At S$239, the Insta Lux costs more than myFirst's previous cameras, and the ongoing expense of film cartridges adds up. The device doesn't record video. There are no manual controls—no aperture, no shutter speed, no ISO adjustment. But what you get is a solidly built camera that actually prints photographs, that works with your phone, and that introduces children to the tangible pleasure of holding a physical image minutes after taking it. In a world of screens, that's not nothing.

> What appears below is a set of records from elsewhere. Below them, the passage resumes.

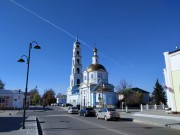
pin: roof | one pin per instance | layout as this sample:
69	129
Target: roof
139	90
96	67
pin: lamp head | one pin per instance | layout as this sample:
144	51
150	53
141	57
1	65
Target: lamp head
37	47
21	60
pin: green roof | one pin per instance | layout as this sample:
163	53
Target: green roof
139	90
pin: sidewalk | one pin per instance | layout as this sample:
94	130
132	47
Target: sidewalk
10	124
154	117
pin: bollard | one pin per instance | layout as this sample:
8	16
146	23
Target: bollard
147	107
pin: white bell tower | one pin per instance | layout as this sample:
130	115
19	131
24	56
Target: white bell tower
76	76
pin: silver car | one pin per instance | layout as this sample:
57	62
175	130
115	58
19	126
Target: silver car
72	110
107	114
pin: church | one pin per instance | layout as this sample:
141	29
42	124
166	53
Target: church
91	87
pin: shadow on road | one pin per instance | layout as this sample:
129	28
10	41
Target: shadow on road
8	124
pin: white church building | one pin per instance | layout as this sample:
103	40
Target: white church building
91	87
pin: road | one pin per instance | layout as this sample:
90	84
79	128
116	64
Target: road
58	122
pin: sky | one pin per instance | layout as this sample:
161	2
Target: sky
130	35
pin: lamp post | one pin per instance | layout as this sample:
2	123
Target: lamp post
27	76
102	94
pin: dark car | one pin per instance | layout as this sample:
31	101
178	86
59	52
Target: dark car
87	111
67	105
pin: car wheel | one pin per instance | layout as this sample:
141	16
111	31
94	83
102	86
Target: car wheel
105	118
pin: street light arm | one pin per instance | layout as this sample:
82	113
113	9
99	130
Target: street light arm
27	75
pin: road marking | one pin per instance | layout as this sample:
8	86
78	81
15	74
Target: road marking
99	126
158	116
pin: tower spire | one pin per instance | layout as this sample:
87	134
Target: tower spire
95	57
77	38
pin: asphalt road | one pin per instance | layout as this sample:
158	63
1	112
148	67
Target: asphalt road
56	121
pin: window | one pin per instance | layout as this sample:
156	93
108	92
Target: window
78	81
78	61
78	70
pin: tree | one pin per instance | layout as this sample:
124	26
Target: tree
2	84
34	96
35	99
49	97
159	95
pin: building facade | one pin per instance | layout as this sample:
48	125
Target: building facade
90	88
172	79
11	98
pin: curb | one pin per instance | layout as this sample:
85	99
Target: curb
157	124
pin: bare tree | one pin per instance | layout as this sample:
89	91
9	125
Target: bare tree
124	88
2	84
123	85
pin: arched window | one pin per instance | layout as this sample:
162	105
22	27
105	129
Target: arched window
71	82
91	76
78	70
78	61
78	81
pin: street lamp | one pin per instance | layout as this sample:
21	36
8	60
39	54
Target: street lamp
27	76
103	86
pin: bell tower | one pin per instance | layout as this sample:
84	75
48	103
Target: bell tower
76	76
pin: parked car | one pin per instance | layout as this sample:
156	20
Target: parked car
108	113
87	111
72	109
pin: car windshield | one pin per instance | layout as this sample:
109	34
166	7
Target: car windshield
111	109
89	109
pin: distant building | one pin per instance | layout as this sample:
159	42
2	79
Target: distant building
172	79
90	88
145	94
61	99
11	98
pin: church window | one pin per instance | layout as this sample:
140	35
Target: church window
71	82
78	61
78	70
78	81
91	76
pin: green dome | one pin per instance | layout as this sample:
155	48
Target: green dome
96	67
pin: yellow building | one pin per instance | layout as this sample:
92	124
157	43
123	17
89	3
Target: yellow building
172	79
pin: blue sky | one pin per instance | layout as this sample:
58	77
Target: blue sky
131	36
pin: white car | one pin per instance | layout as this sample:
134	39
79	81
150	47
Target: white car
72	110
107	113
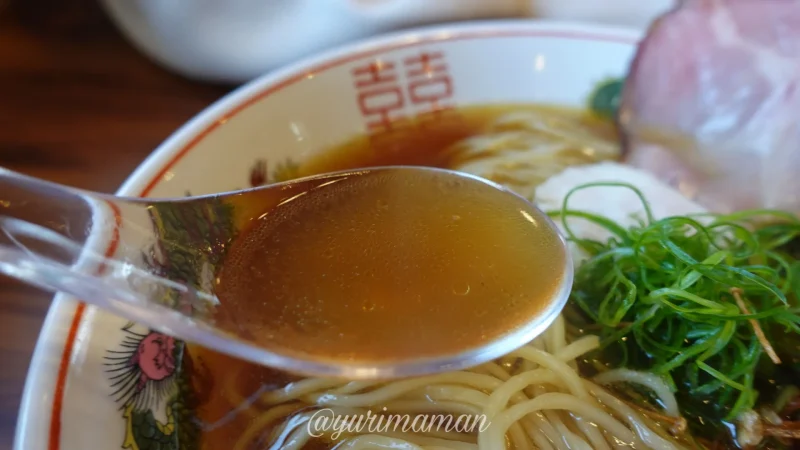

It's a good introduction to photography and printing for kids
— Reviewer assessment
The Hearth Conversation Another angle on the story
Inventor

Why does the printing technology matter so much here? It's still a small photo.

Model

Because dye sublimation creates color and detail that thermal printing can't touch. You're not getting a washed-out image. The lamination protects it. A kid can actually keep these.

Inventor

The price seems high for a children's device. S$239 is real money.

Model

It is. But the build quality is noticeably better than their other products. It doesn't feel like a toy. And the printing mechanism—watching those layers build in real time—that's worth something.

Inventor

What about the smartphone printing feature? Does it actually work well?

Model

It works, but it's slower and drains the battery faster. If you're using it as a portable printer for your phone, you're looking at 90 seconds per print and you'll need to charge more often. It's a nice feature, not a primary one.

Inventor

No manual controls at all?

Model

None. The camera decides everything. For kids learning photography, that's actually fine—it removes friction. But it also means there's nowhere to grow into the device.

Inventor

The film cartridges are expensive.

Model

A dollar per print for something that small. You'll feel it if your kid is printing every shot. But the prices do drop during sales, which helps.

Inventor

Who is this actually for?

Model

Kids who want to take photos and hold something real. Not kids who want to learn photography deeply. Not families watching every penny. It's for the middle ground—solid build, good prints, but you're paying a premium.